Tag Archives: Google

Undoubtedly more than you want to know about the Google Book Settlement

The basic story of the Google Books settlement (and why you should care) is this:

In 2004 Google announced plans to start scanning and putting online both out-of and in-copyright books from partnered university collections. There were a lot of other scanning efforts, like the OCA, and Project Gutenberg, but they stuck to scanning books in the public domain- works whose copyrights had expired. Google was the first scanner with the voluminous copper and zinc alloy cojones to just scan copyrighted books and post them where anyone could search them. (If not actually download them.)

In 2005, the Author’s Guild and publishing industry started suing the snot out of them. Of course, what gave Google this previously unforeseen courage was a ridiculous stock price (“Well it was this or hire someone to start shoveling money into the bay…”)(not an actual quote) and grinning phalanxes of lawyers.

In 2008, Google settled. But what the settled for was the Las Vegas buffet of publishing rights. To plagiarize Wikipedia, the terms were roughly:

==Settlement==
In October 2008, Google signed a settlement with the Author’s Guild for $125 million. A share of the settlement, $34.4 million dollars, will go towards the funding of the [[Book Rights Registry]], a form of [[copyright collective]] that will pay copyright owners a portion of the profits made by Google Books.

Google created a Google Book Settlement web site that went active on February 11, 2009. This site allows authors and other rights holders of out of print (but copyrighted) books to submit a claim by January 5, 2010.[10] In return they will receive $60 per full book, or $5 to $15 for partial works.[10] In return, Google will be able to index the books and display snippets in search results, as well as up to 20% of each book in preview mode.[10] Google will also be able to show ads on these pages and make available for sale digital versions of each book. Authors and copyright holders will receive 63 percent of all advertising and e-commerce revenues associated with their works.[10]

Yes, leaving in the citations amuses me.

2008-present and probably future, intellectual and legal drama galore.

Why? Because as with any blanket copyright deal there are upsides and downsides, but unique to this one is Google. As in: Google brings its own unique character to it, yeah, but also as in, only Google gets to be part of it, which is kind of an odd idea for a collecting society.

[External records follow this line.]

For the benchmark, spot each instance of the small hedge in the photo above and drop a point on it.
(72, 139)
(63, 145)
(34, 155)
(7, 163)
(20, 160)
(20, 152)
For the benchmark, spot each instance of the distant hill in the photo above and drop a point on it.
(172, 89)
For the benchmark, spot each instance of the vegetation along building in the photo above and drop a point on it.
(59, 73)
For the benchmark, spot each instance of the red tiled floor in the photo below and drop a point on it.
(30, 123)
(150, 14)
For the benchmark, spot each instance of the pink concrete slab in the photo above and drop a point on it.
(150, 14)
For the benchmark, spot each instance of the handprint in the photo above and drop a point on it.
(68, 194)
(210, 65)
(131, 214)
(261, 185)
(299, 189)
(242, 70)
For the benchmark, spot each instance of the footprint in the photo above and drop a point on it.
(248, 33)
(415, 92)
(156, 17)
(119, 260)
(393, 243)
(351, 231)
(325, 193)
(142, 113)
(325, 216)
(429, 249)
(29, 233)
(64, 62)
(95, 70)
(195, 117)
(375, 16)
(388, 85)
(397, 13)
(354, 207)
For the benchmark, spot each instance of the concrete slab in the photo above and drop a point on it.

The upsides are instantly obvious. For anyone that cares in the slightest about the fate of the 20th century’s orphan works the Google has come in at what might be the last cultural moment with a deus ex machina that happens to scan 1000 pages per hour. It has thus far lifted 7 million mortal titles up to be ever-teaching constellations shining down from the Google server farms. From the perspective of we plebs, that means the chance to search a previously unavailable vastness of human knowledge from that text box, and maybe even buy orphan books. And certainly look at targeted ads crafted from our profiles and the work itself. We are feeling luckier than ever.

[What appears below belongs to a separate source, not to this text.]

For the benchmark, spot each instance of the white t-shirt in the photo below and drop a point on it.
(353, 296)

But, as they say, nothing vast enters the lives of mortals without a curse. The curses of the settlement are many and subtle. The deal applies only to Google, effectively shutting out other scanning efforts that might be more in the public interest. Google is answerable to their shareholders, not our cultural legacy. They and the associations stand to make a lot of money, but actual authors seem like they might be largely left out in the cold. It requires copyright holder registration, unlikely to reach the people that might be helped by the deal. The deal gets fuzzy on implementation. It’s US centric. It has no provisions for privacy, and nothing to guard against censorship. It’s really obviously anti-competitive. Google gets to determine a work’s ‘optimal price’, whatever that means. It’s Google, so they’re going to gather gobs of data on anyone using it. Unlike ASCAP, with which it is often compared, there’s been no government investigation and review. Libraries may see woefully incomplete access to the digital versions of their own books. It may take the wind out of the sails for real copyright reform that would do more to protect our cultural legacy. Oh, and did I mention enough times that Google, and only Google, gets to play?

Now for the more than you want to know part:

By the way, if you were looking for some over arching and final conclusion about the settlement from me, tough.